Três dos mais ruins que circulam.
‘Matar a cobra e mostrar o pau‘ não tem lógica; pelo menos, é incompleto. Aceito é, porque é muito usado, mas no âmago da questão o que vale é se dizer como isso teria sentido. Matou a cobra, mas não provou a façanha, o troféu. Cadê a cobra? Mostrou o pau, mas não é o suficiente. Que isso vale? Completemo-lo em visão elucidativa: Matar a cobra e mostrar a cobra (não importando o instrumento usado para tirar-lhe a vida). Ficaria prático? Depende. Mas teria mais sentido.
O leão, o rei das florestas. Ao que se sabe na Geografia Universal, ‘floresta’ não é habitat de leão. Leão fica na savana africana. Não existe na Hileia Amazônica, brasileira ou não. Não existe leão na nossa querida e devastada Mata Atlântica. Nas florestas tropicais, ele não ‘mora’; nas florestas asiáticas, onde há as chuvas das monções, nunca foi visto. Por que a afirmação de que o ‘leão é o rei das florestas’? É que a frase foi usada por um célebre e ficou? Seu domínio público é amplo, e há quem a defenda como ‘ensinamento’ e ‘sabedoria’. Para mim, não é isso.
Com os olhos rasos d’água; poética, crucial na hora dos lamentos, mas também, semanticamente, sem sentido. Se chora, os olhos estão ‘cheios’ d’água, e não ‘rasos’. O raso é de pouca profundidade; em se tratando de olhos que contêm lágrimas, que lacrimejam, com muito choro, seriam plenos de água.
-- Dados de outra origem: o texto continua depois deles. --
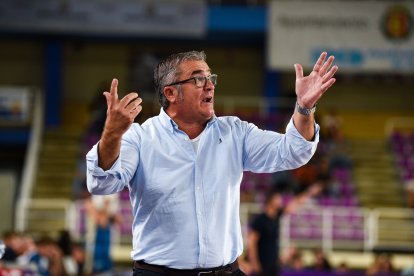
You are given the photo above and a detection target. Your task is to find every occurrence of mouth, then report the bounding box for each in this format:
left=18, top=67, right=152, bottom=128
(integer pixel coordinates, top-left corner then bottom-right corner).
left=202, top=96, right=213, bottom=103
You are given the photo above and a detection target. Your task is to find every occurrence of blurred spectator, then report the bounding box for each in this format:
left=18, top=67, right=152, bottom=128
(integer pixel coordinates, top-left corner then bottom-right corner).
left=280, top=246, right=304, bottom=271
left=247, top=185, right=321, bottom=276
left=335, top=262, right=350, bottom=275
left=311, top=248, right=332, bottom=272
left=87, top=194, right=120, bottom=275
left=57, top=230, right=84, bottom=275
left=405, top=179, right=414, bottom=208
left=2, top=231, right=18, bottom=262
left=321, top=110, right=344, bottom=141
left=366, top=254, right=397, bottom=276
left=36, top=237, right=68, bottom=276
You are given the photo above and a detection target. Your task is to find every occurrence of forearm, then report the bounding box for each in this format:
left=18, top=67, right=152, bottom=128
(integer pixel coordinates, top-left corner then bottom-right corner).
left=293, top=108, right=315, bottom=141
left=98, top=130, right=122, bottom=171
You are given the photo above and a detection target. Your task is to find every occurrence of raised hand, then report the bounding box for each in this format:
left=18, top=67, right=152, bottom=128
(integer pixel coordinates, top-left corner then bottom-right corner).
left=103, top=79, right=142, bottom=136
left=295, top=52, right=338, bottom=108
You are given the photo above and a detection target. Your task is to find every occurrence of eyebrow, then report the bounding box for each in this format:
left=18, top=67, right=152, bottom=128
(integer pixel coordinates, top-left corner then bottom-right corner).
left=191, top=69, right=211, bottom=76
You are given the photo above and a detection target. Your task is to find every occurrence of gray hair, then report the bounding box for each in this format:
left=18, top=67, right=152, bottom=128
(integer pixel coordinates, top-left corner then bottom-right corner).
left=154, top=51, right=207, bottom=109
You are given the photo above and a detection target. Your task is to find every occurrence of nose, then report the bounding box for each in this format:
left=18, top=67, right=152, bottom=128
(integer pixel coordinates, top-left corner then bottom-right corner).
left=204, top=79, right=215, bottom=90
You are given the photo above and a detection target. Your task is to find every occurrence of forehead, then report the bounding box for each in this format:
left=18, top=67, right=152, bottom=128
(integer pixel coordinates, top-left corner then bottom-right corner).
left=179, top=60, right=211, bottom=77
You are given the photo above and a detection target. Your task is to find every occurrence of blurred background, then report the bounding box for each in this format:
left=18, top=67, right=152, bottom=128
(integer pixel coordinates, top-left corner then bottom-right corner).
left=0, top=0, right=414, bottom=275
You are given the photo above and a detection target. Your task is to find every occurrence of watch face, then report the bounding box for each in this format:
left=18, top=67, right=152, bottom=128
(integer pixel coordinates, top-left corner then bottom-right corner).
left=296, top=102, right=316, bottom=115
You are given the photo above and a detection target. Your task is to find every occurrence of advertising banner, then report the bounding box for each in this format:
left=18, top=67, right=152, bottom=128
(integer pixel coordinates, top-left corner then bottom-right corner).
left=267, top=0, right=414, bottom=73
left=0, top=0, right=207, bottom=37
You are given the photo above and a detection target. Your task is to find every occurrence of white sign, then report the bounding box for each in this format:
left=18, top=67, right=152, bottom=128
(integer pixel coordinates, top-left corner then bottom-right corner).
left=268, top=0, right=414, bottom=73
left=0, top=0, right=207, bottom=37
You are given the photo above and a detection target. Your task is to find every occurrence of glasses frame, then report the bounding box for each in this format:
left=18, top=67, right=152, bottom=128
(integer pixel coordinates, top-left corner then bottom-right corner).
left=165, top=74, right=218, bottom=88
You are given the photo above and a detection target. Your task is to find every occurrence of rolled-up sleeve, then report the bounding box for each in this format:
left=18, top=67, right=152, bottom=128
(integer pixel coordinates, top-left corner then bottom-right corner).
left=86, top=126, right=139, bottom=195
left=243, top=119, right=319, bottom=173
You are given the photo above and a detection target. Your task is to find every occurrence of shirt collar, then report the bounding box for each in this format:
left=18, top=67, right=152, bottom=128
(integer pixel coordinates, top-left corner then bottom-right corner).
left=159, top=107, right=217, bottom=133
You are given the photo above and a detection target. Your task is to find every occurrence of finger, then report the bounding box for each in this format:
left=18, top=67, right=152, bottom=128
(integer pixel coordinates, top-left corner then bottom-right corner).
left=321, top=78, right=336, bottom=92
left=103, top=91, right=112, bottom=107
left=322, top=65, right=338, bottom=83
left=125, top=98, right=142, bottom=112
left=119, top=92, right=138, bottom=108
left=129, top=105, right=142, bottom=121
left=110, top=79, right=118, bottom=101
left=319, top=56, right=335, bottom=76
left=294, top=64, right=303, bottom=79
left=313, top=52, right=327, bottom=72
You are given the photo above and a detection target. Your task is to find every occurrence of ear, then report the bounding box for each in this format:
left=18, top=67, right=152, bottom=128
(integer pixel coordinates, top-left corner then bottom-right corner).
left=163, top=86, right=177, bottom=103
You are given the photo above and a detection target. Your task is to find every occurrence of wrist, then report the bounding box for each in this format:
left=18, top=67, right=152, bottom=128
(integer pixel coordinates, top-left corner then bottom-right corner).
left=295, top=101, right=316, bottom=116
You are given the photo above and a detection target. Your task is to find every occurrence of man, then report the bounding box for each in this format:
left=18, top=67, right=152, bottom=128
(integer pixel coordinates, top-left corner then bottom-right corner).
left=247, top=184, right=322, bottom=276
left=87, top=51, right=337, bottom=276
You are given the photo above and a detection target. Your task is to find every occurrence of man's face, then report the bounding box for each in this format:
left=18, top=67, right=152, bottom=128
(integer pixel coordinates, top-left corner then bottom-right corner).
left=171, top=60, right=215, bottom=124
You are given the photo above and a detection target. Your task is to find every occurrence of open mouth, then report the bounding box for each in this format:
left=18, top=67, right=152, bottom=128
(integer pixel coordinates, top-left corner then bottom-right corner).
left=203, top=97, right=213, bottom=103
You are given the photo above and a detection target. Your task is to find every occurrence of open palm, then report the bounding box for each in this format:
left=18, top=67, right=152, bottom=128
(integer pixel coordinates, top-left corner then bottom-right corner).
left=295, top=52, right=338, bottom=108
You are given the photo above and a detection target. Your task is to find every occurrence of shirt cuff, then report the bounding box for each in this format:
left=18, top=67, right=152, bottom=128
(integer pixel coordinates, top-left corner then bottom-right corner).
left=86, top=142, right=121, bottom=178
left=286, top=116, right=320, bottom=147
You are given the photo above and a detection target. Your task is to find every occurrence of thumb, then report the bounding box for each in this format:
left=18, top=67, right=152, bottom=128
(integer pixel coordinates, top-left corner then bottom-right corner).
left=295, top=63, right=303, bottom=79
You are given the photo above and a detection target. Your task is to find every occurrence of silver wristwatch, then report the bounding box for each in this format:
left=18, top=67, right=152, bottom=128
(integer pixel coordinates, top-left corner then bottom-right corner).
left=296, top=102, right=316, bottom=116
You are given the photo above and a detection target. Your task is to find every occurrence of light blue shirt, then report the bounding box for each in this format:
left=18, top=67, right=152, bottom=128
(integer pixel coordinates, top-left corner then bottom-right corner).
left=86, top=109, right=319, bottom=269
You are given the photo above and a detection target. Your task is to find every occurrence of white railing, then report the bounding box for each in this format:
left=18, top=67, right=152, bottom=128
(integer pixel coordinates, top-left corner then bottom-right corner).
left=65, top=198, right=414, bottom=252
left=15, top=90, right=43, bottom=231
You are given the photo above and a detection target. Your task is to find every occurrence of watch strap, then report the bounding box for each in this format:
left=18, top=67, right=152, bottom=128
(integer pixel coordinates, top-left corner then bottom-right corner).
left=296, top=102, right=316, bottom=116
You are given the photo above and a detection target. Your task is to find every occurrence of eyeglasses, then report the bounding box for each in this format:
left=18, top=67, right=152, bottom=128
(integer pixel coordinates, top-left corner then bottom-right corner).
left=166, top=74, right=217, bottom=88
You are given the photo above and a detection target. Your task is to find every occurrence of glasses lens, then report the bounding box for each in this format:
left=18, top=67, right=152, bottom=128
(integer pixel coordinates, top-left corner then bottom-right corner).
left=209, top=74, right=217, bottom=85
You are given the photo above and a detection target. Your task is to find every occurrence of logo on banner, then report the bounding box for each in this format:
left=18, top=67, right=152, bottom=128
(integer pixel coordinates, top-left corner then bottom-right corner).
left=381, top=5, right=413, bottom=41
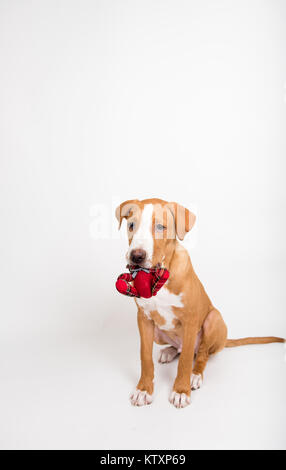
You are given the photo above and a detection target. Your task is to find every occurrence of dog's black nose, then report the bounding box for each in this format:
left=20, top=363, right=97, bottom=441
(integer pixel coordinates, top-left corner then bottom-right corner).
left=130, top=249, right=146, bottom=264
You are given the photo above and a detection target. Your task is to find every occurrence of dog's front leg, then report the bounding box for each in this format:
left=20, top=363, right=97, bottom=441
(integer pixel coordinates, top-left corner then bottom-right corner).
left=170, top=321, right=197, bottom=408
left=131, top=308, right=154, bottom=406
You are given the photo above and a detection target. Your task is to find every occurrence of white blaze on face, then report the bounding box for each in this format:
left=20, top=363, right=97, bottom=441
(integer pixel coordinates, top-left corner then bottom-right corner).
left=127, top=204, right=154, bottom=268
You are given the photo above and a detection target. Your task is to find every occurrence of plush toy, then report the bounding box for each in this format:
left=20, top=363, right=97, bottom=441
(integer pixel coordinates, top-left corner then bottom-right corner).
left=115, top=264, right=170, bottom=299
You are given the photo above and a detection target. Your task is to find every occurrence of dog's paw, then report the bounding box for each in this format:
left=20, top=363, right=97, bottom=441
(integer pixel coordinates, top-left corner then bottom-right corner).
left=158, top=346, right=178, bottom=364
left=191, top=374, right=203, bottom=390
left=130, top=388, right=153, bottom=406
left=169, top=391, right=191, bottom=408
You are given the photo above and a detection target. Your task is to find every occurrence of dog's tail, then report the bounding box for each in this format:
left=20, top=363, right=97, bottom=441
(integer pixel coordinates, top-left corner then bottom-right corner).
left=225, top=336, right=285, bottom=348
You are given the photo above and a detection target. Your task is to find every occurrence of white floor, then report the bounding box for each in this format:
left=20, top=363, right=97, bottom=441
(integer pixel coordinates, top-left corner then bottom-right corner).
left=0, top=314, right=286, bottom=449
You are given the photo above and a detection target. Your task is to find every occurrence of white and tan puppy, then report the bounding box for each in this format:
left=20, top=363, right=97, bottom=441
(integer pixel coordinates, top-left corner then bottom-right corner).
left=116, top=198, right=284, bottom=408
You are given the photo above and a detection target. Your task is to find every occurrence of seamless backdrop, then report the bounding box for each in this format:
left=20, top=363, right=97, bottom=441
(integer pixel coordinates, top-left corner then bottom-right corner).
left=0, top=0, right=286, bottom=449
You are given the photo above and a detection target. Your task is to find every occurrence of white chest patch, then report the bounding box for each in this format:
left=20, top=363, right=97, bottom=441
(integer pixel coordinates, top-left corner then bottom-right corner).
left=136, top=287, right=184, bottom=330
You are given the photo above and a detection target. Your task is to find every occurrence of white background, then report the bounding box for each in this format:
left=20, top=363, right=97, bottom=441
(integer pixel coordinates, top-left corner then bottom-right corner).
left=0, top=0, right=286, bottom=449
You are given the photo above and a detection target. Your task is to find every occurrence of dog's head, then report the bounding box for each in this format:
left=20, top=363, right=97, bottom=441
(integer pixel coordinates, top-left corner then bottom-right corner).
left=116, top=199, right=196, bottom=268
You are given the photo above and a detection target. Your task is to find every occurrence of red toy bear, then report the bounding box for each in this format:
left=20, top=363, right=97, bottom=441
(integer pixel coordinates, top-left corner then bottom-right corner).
left=115, top=264, right=170, bottom=299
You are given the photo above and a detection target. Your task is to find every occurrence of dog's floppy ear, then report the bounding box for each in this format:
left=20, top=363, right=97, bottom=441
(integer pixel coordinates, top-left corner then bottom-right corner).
left=115, top=199, right=139, bottom=230
left=167, top=202, right=196, bottom=240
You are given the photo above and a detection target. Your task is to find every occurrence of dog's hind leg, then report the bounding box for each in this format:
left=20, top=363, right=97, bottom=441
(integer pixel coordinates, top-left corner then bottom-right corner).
left=191, top=309, right=227, bottom=390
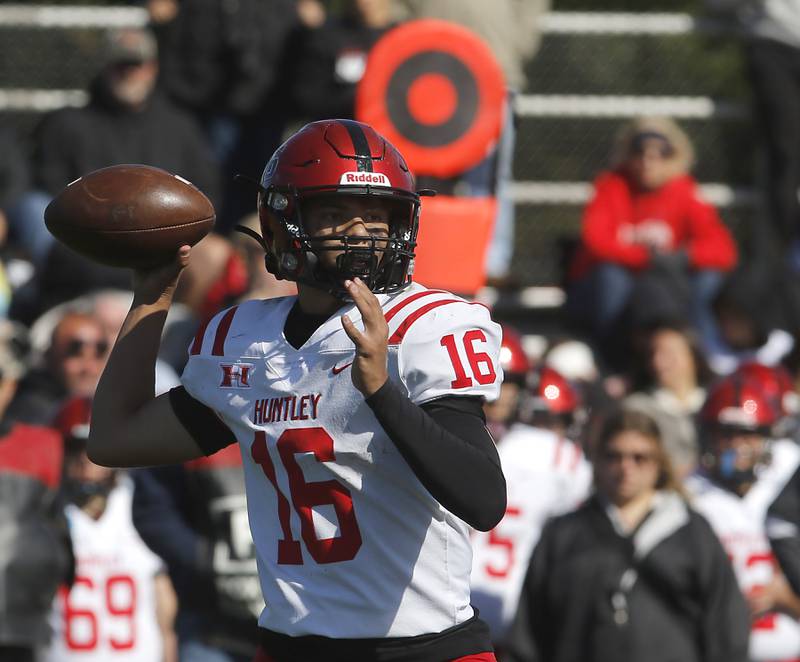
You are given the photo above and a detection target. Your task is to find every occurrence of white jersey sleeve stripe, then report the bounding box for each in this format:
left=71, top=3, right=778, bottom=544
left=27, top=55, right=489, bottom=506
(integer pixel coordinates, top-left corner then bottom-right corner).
left=389, top=299, right=468, bottom=345
left=189, top=320, right=211, bottom=356
left=211, top=306, right=239, bottom=356
left=384, top=290, right=449, bottom=323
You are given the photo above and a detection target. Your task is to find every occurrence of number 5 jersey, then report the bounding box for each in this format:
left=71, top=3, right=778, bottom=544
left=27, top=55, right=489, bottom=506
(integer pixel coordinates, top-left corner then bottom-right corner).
left=183, top=285, right=502, bottom=639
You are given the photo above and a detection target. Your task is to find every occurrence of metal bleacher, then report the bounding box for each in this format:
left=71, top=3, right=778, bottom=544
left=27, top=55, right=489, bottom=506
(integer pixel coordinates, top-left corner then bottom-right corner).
left=0, top=4, right=758, bottom=342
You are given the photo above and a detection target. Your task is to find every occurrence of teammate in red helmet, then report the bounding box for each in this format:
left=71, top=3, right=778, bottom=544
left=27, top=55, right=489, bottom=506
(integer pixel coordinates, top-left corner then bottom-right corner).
left=686, top=373, right=800, bottom=661
left=472, top=344, right=591, bottom=650
left=529, top=366, right=582, bottom=438
left=89, top=120, right=506, bottom=662
left=700, top=376, right=777, bottom=494
left=736, top=361, right=800, bottom=437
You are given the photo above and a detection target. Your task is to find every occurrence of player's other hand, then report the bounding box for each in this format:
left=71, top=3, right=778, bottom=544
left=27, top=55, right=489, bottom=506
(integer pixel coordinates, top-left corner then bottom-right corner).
left=133, top=246, right=192, bottom=303
left=342, top=278, right=389, bottom=398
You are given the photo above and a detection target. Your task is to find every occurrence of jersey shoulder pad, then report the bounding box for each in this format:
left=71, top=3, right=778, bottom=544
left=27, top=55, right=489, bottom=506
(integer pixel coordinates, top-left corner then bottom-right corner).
left=184, top=297, right=295, bottom=361
left=387, top=290, right=503, bottom=404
O choro traz a semântica de muita ‘água’.
E mais.
A linguagem popular pode ser irônica, senão mordaz.
“Quer bem a cunhado” seria normal até o momento em que o usuário não usasse a maldade. No dizer de quem quer ironizar, mudando a escrita, “Quer bem acunhado”, toma outra face. A pronúncia é a mesma.
A palavra acunhado existe? Sim. O camponês usa a cunha para botar o cabo da enxada, da foice, do machado. Acunhar a ferramenta. “Então, compadre, ficou bem feito o serviço? O machado ficou bem acunhado”?
O sentido inicial seria gostar do ‘cunhado’, mas a mudança gera outra visão. Ou vice-versa. Basta que cada um pense no seu significado. Ou melhor nada dizer e deixar o ‘vento levar’, momento em que mais vale o não-dito que o explícito, por questão de decência, ética e algo mais.
Numa festa escolar, a diretora do estabelecimento disse que as crianças mereceriam vários ‘óscares‘, assim, com a pronúncia detalhada. Mas está certo? Sabemos que o termo Oscar, o maior prêmio do cinema internacional, não foi aportuguesado (não é usado o sinal gráfico entre nós). Não estamos falando do antropônimo usado no Brasil “Oscar”, palavra oxítona. Os americanos a usam como palavra técnica paroxítona, e o plural é apenas Oscars, como receita a etiqueta jornalística. Vale pensar em “Nobel”, e não “Nóbel”, como o luxo linguístico de alguns usa. Fica levantada a questão: a diretora fez história e aportuguesou o termo deles: óscar, singular; óscares, plural. Valeu, mestra!
Documentos jurídicos trazem as seguintes grafias: Renúncia ao mandato, renúncia a mandato, renúncia à mandato, renúncia de mandato, renúncia do mandato.
O assunto está no atual CPC, artigo 112. Advogados é que variam o que se escreve. Aceitáveis as escritas, a depender do contexto; sabem que a troca da preposição a por de, e suas visíveis adaptações, não altera a lógica da frase. O que não cabe é ‘renúncia à mandato’ por estar sendo usada crase antes de palavra masculina que não tem sentido especial. Desse modo, não se usa ‘passeio à cavalo’, ‘compra à prazo’, entre outras.
O artigo de hoje fica assim, meio enxabido. Estou há mais de uma semana ‘dodói’. Perdoe-me. Volte, porque o que virá pode ser melhor.